Com o presidente republicano há mais de um ano em seu segundo mandato, as chamadas "soccer moms" (mães de classe média) estão se tornando ativistas de fato, ocupando suas ruas impecáveis para lutar contra Trump e seus aliados.
Impacto eleitoral e partidário
A guinada à esquerda pode custar aos republicanos o controle do Congresso nos dois últimos anos de mandato do presidente. O movimento também pode remodelar o Partido Democrata ao elevar uma nova safra de candidatos progressistas combativos, encorajados a enfrentar o governo Trump de forma mais agressiva do que a ala tradicional do partido preferiria.
A Indivisible, organização ativista que lidera a terceira rodada de protestos "No Kings" neste fim de semana, informou que cerca de dois terços das mais de três mil manifestações planejadas ocorrerão fora das áreas urbanas. No total, espera-se que mais de 9 milhões de pessoas participem em todo o país, no que os líderes preveem ser o maior dia de protestos na história dos Estados Unidos.
"Estaremos em todos os lugares", declarou Ezra Levin, cofundador da Indivisible.
Segundo os organizadores, as adesões têm sido especialmente entusiasmadas em áreas suburbanas com disputas acirradas pelo Congresso, como Scottsdale (Arizona), Langhorne (Pensilvânia), East Cobb (Geórgia) e aqui, no 11º Distrito do norte de Nova Jersey, que terá uma eleição especial em 16 de abril.
Os eleitores democratas escolheram, no mês passado, Analilia Mejia - ex-diretora política do senador independente Bernie Sanders - como candidata para substituir Mikie Sherrill, a democrata mais moderada que foi eleita recentemente como governadora de Nova Jersey.
Posner diz estar animada por ter uma "lutadora" representando seu distrito, alguém capaz de canalizar a indignação que ela testemunha diariamente. "Vejo pessoas da associação de pais ou da vizinhança que nunca participariam de um protesto no passado perguntando como podem se envolver", disse Posner. "Esta luta não é de outras pessoas. É a nossa luta."
'É como se nosso cabelo estivesse pegando fogo'
Por décadas, subúrbios ricos como os do norte de Nova Jersey ajudaram a eleger republicanos que se adequavam aos seus distritos: voltados para os negócios, culturalmente moderados e desinteressados em disputas ideológicas. Isso começou a mudar na era Trump.

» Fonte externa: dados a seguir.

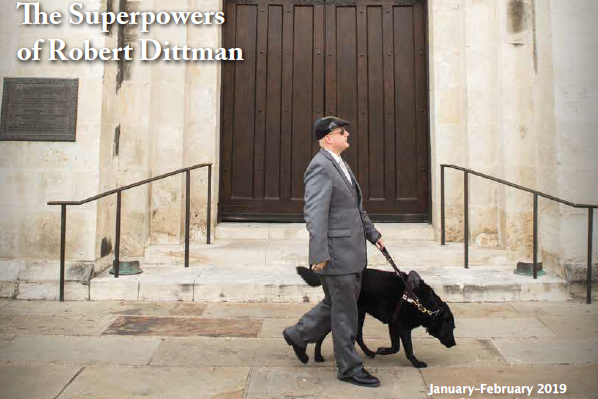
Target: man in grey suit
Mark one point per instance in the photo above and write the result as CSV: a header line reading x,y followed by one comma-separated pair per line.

Em todo o país, eleitores suburbanos com ensino superior recuaram diante do estilo político de Trump. Eles migraram bruscamente para os democratas nas eleições de meio de mandato de 2018 e nas presidenciais seguintes. Distritos como o 11º de Nova Jersey, outrora redutos republicanos, tornaram-se parte de uma nova coalizão liberal em lugares que eram, até pouco tempo, politicamente competitivos.

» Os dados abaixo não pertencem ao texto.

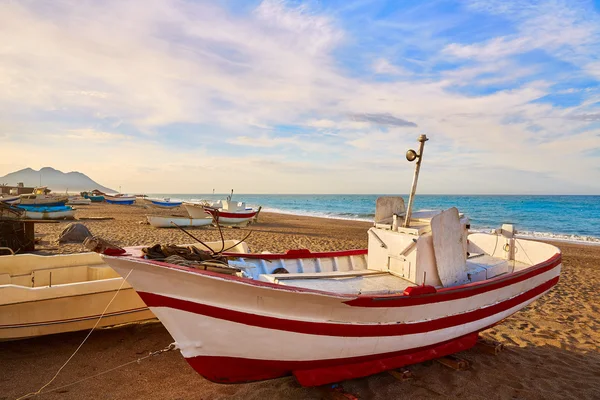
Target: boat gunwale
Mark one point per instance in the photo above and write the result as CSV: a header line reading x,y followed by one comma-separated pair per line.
x,y
366,300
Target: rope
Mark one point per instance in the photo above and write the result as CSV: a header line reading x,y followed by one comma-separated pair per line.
x,y
76,350
170,347
524,252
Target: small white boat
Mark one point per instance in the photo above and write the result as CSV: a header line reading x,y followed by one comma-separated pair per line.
x,y
172,222
229,213
165,202
121,199
78,201
8,199
423,289
42,295
54,212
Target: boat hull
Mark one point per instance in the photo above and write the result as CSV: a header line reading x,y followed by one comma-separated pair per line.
x,y
167,222
225,218
70,314
165,204
50,215
122,200
320,337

Mesmo em Summit, um dos subúrbios mais ricos do país, Jeff Naiman sente como se vivesse em um "pesadelo autoritário" criado por Trump. "É como se nosso cabelo estivesse pegando fogo", diz Naiman, radiologista de 59 anos que lidera o núcleo local da Indivisible. "Nosso país está sendo despedaçado."
Ele apoia Mejia e não tem dúvidas de que ela vencerá a eleição especial do próximo mês - e novamente a eleição geral em novembro. "Neste ambiente, acho que as chances de ela perder a eleição geral são basicamente zero."
O perfil da candidata
Mejia, progressista apoiada por Sanders e pela deputada Alexandria Ocasio-Cortez, emergiu de uma primária democrata lotada, vencendo candidatos mais moderados. Crítica da guerra de Israel em Gaza, ela defende a abolição do ICE (serviço de imigração dos EUA) e apoia o "Medicare for All" (saúde pública universal).
"Um código postal não protege ninguém do avanço do autoritarismo violento", disse ela. Mejia ainda se descreve como "soccer mom", embora críticos republicanos a acusem de tentar suavizar sua imagem de ativista.
Ela também se defendeu de acusações de antissemitismo por sua posição sobre Israel, a quem acusou de cometer genocídio em Gaza. "Dizer que os palestinos têm direitos, assim como os judeus e israelenses, não é antissemitismo, é humanismo", afirmou. "Sou uma afrolatina criando dois filhos negros na América. Eu sei que a 'outrização' mata."
O equilíbrio Republicano
Joe Hathaway, o indicado republicano para a eleição especial, espera convencer os eleitores de que Mejia é radical demais. No entanto, republicanos suburbanos enfrentam ventos contrários vindos do líder de seu próprio partido.
Hathaway, que admitiu ter votado em Trump três vezes, tentou se distanciar em alguns pontos, destacando que "o distrito vem primeiro que o presidente". Ele apoia as políticas econômicas de Trump, mas defende que o Congresso precisa reafirmar seu papel como freio ao Executivo, que, segundo ele, está "testando os limites" da Constituição.
A mudança demográfica
Conforme o instituto Gallup, os americanos suburbanos têm se afastado gradualmente dos republicanos nos últimos 15 anos. Em 2020, Joe Biden conquistou 54% dos eleitores suburbanos, contra 44% de Trump, segundo a AP VoteCast.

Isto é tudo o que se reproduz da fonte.